Mikhail Andreyevitch Loskov, whose code name was Kestrel, had run a joint operation with a Splinter Cell known as Archer; however, Kestrel was betrayed by Tom Reed, Third Echelon’s corrupt leader. Shot in the head and left for dead, Kestrel was destined to live out his days as a prisoner in Russia, placed in a medically induced coma, and would only be awakened when the men controlling him needed something, such as intel on Third Echelon’s operations or other Federation secrets Kestrel might know. It had been up to Fisher and Briggs to rescue the man—and they had.

Consequently, Fisher had made a deal with Kestrel. Once he’d learned what Kestrel had given up to Voron, he released the man. Kestrel said he was returning to Russia. He planned to settle the score with those who’d been using him and who’d forcibly extracted that intel.

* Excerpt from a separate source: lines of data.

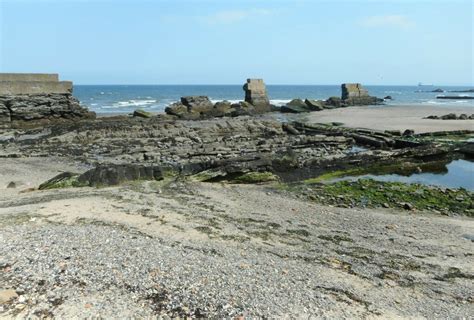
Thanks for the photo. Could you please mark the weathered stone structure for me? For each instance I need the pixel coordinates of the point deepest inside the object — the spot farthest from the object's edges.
(29, 99)
(353, 94)
(256, 95)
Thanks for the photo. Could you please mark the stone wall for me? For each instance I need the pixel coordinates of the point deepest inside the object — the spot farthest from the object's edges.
(256, 95)
(48, 77)
(354, 94)
(30, 99)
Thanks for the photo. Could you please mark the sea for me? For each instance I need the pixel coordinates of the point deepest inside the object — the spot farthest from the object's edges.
(122, 99)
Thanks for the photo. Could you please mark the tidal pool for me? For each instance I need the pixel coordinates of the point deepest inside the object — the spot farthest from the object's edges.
(459, 174)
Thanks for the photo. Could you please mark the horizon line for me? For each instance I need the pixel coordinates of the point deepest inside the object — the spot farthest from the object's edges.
(267, 84)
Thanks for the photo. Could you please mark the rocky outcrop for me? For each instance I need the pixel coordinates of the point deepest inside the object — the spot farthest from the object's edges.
(32, 109)
(35, 99)
(200, 107)
(353, 94)
(256, 95)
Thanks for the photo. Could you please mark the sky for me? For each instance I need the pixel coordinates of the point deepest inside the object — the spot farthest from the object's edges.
(225, 42)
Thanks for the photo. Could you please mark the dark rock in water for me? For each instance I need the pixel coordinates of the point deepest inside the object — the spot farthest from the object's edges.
(296, 103)
(177, 109)
(242, 108)
(222, 109)
(256, 95)
(449, 116)
(455, 97)
(314, 105)
(197, 104)
(62, 180)
(31, 109)
(109, 175)
(394, 132)
(407, 205)
(468, 90)
(142, 114)
(295, 106)
(353, 90)
(290, 129)
(334, 102)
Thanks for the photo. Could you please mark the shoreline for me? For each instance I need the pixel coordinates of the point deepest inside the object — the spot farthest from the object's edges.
(377, 117)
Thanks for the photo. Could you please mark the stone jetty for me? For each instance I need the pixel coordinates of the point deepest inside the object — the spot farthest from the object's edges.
(30, 99)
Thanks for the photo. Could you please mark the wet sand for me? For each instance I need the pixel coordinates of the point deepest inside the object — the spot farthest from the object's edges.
(400, 117)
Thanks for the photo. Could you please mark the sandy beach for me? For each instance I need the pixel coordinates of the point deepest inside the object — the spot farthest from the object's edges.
(396, 117)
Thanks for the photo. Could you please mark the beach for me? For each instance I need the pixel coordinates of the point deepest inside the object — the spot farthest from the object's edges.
(397, 117)
(181, 246)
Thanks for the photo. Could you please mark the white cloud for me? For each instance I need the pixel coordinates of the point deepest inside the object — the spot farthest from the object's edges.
(232, 16)
(395, 21)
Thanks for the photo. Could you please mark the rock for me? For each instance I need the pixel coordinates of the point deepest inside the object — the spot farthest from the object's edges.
(353, 90)
(62, 180)
(314, 105)
(11, 185)
(242, 108)
(353, 94)
(222, 109)
(177, 109)
(394, 132)
(7, 295)
(334, 102)
(37, 109)
(256, 95)
(295, 106)
(115, 174)
(449, 116)
(197, 104)
(407, 206)
(141, 114)
(289, 128)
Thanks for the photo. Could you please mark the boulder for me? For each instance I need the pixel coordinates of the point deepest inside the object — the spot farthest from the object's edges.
(222, 109)
(334, 102)
(353, 94)
(242, 108)
(353, 90)
(449, 116)
(295, 106)
(114, 174)
(139, 113)
(314, 105)
(256, 94)
(197, 104)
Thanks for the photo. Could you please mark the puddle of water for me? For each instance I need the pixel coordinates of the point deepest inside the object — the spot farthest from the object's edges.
(460, 174)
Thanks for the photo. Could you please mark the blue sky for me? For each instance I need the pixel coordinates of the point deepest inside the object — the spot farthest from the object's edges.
(225, 42)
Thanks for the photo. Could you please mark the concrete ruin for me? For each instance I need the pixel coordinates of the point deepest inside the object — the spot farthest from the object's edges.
(256, 95)
(36, 98)
(353, 94)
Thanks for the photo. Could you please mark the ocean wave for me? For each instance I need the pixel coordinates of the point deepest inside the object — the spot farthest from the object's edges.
(130, 103)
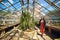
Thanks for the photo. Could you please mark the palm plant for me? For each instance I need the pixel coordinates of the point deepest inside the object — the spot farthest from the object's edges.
(26, 21)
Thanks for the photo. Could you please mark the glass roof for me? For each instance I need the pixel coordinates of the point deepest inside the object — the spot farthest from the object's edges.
(43, 5)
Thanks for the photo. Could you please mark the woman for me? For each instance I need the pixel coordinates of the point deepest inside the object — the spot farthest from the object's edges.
(42, 25)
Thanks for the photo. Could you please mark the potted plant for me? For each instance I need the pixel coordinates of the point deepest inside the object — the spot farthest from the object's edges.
(26, 22)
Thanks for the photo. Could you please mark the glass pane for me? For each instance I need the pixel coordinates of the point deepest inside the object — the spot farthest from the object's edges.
(2, 6)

Kestrel owed his life to Fisher and Briggs, but he was not a man who could be owned by guilt or gratitude. He’d suffered a lot of hardships in his life, had lost his parents in a terrorist attack, and had watched his army teammates being tortured and killed by Chechens. He was a stubborn Russian bastard, but he’d vowed to keep in touch with Fisher, even offered to sell him information when he acquired it. The last time they’d spoken, Kestrel had said he was “freelancing” in the Federation, ever prepared to exact his vengeance.

“Any luck getting us into the SVR?” Briggs asked Charlie.

“Are you kidding? Kasperov helped design their firewalls. It’ll be the hack of the century. But I’m not giving up. Some files are air gapped, but I may have found a backdoor that actually takes us through a front door, then it lets us sit there through a rootkit application.”

“Tell me more about this backdoor,” Grim said, raising a cautious brow.

“Oh, you don’t want to know.”

Grim cleared her throat. “Excuse me, I need to know.”

Fisher leaned closer to Charlie and said, “Play nice.”

Charlie alternated his gaze between Grim and Fisher, then finally sighed. “All right, so the SVR’s pumping tons of cash into R&D with a focus on social media networks like VK and Facebook. They’ve got a three-tiered program for the future of the Internet. They call these tiers Monitor-3, Dispute, and Storm-13. That last one, Storm, involves an army of spambots that’ll flood social networks with propaganda to influence public opinion.”

“So how does that get you inside?” asked Fisher.

“Well, there’s a double connection here. Kasperov’s boy genius, the guy named Kannonball? He was tagged as the lead programmer on this project.”